Post by Enlightened2B » Sun May 04, 2014 8:08 pm

Kathleen, I can't comment fully because I don't know the context that the speaker was using the term 'neutral' as mentioned above by Ralph, it could also mean love.

With that said, personally, I don't like the term 'neutral' in the first place because it almost implies a 'rejection of any kind of emotions towards that person'. To me, it's like saying....can you look at a photo and not have any feelings towards it?

And I say, what on earth is the purpose of that? Isn't that just another tactic to deny our very humanness? Like you said Kathleen, there's no love in that at all. So many in the extreme non-dual sector (mainly neo-advaita) are overly concerned with attachment to other people and their 'roles' in this whole play and they are afraid to allow themselves to love another, even a family member in fear that it will be deemed as an act of 'ego' which is just silly if you ask me.

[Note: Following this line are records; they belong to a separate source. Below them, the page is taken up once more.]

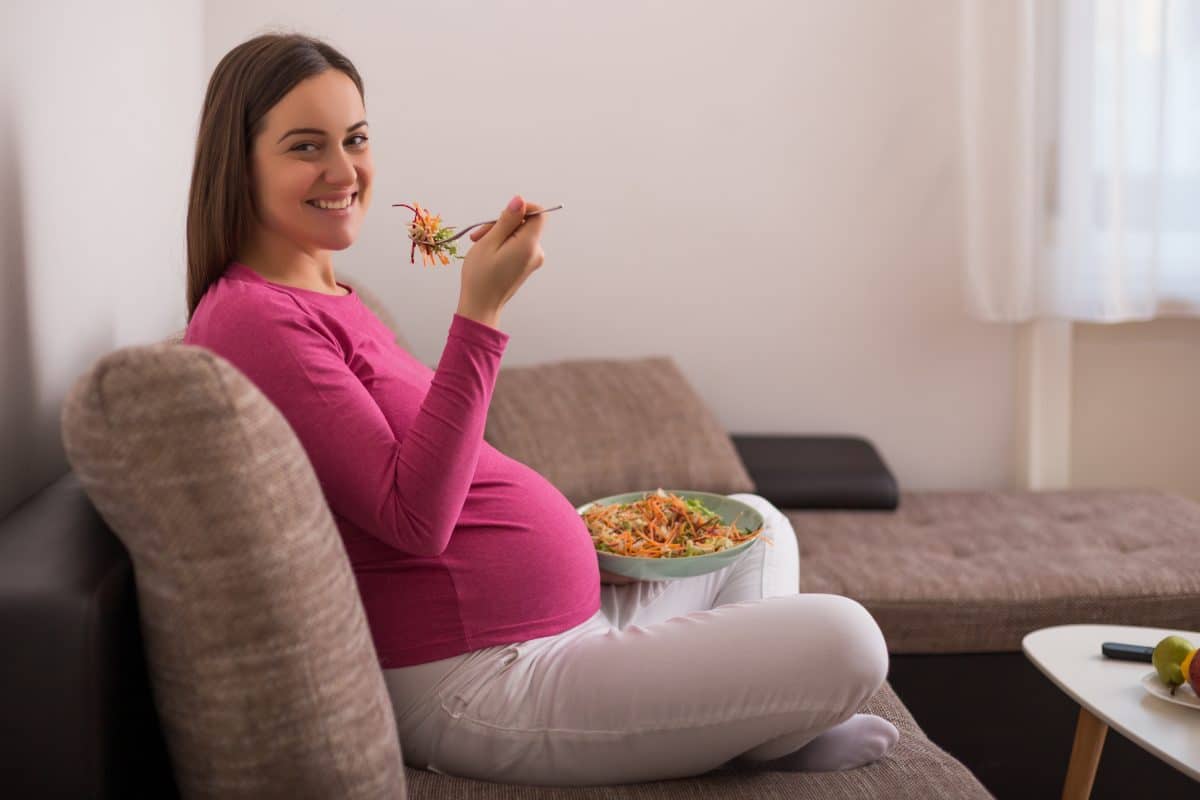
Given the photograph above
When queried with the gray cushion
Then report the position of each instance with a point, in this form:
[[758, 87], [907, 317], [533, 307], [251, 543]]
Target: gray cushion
[[262, 665], [595, 427], [973, 571]]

I say, if you have a family member, then love them fully and embrace the life you have with them. We don't live in an 'absolute blotch of white' where feelings and emotions are non-existent. We fully live WITH feelings and emotions because we are human beings. We are expressions of the very thing we call 'life'. It's one thing to cling ever so tightly to a particular feeling and emotion and constantly rely on that feeling/emotion as a source of happiness towards another person/thing (like sex addicts do) as opposed to ALLOWING the emotion/feeling to be there completely and STILL feeling it fully. Meaning, you can look at a photo of a deceased family member, and STILL get emotional over it, but not suffer from those emotions.

In my opinion, the most honest form of love, is allowing all that is, to be exactly as it is, and that means feeling every emotion/feeling exactly as they come.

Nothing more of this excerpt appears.